3. God won’t let us rebel forever. God’s punishment for rebellion is death and judgement. (Gen 3; Heb 9:27). God’s justice sounds hard. BUT …

4. Because of his love, God sent his Son in the world: the man Jesus Christ. Jesus always lived under God’s rule. Yet, by dying in our place he took our punishment and brought forgiveness. (Gen 12:1-3, 15:1-6; and 1 Pet 3:18). BUT, that’s not all …

5. God raised Jesus to life again as the ruler of the world. Jesus has conquered death, now gives life, and will return to judge. (1 Pet 1:3) WELL, where does that leave us?

6. The two ways to live:

(1) OUR WAY = Reject God as our ruler. Try to live life our way. The result: Condemned by God; facing death and judgement.

(2) GOD’S NEW WAY = Submit to Jesus as our ruler. Rely on Jesus’ death and resurrection. The result: Forgiveness by God and eternal life. (John 3:16; Rev 21:1-5)

At the end of the booklet, the call is to (1) Talk to God; (2) Submit to Jesus; and (3) Keep trusting.

Practical Instructions for Sharing Two Ways to Live

1. The six points are six pegs on which to hang a gospel conversation. You can enter in at any point. (You don’t need to start at the first point).

2. You can elaborate more or less on any point. This will depend on the conversation you are having.

3. Learn to connect topics of conversation to the six pegs (pictures) of God’s big picture.

Here is an example of connecting a conversation to one of those pegs: If someone is reading the news and comments on how messed up the world is, you could pipe up and say, “It really is messed up, but ya know, the reason is because we all reject God as our ruler; and we try do things our way. That is the main problem. That’s what the Bible teaches. Have you ever thought about that much?” This would be an example of entering in and hanging a conversation on the second peg. If the conversation continues, you will likely talk about the fall in Genesis 3, and there is great potential to end up focusing on Jesus who redeems rebels.

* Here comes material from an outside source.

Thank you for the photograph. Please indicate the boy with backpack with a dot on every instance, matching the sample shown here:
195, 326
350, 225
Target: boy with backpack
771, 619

Spreading More than the Gospel

So, the gospel is the climax of a much larger storyline that provides the very framework needed for understanding it. Accordingly, it’s important that we spread them together (Jesus according to the Gospels & the storyline of the Bible). Indeed, we ought to spread more than the gospel. The more biblically illiterate a person is, the more we need to give them more than the gospel.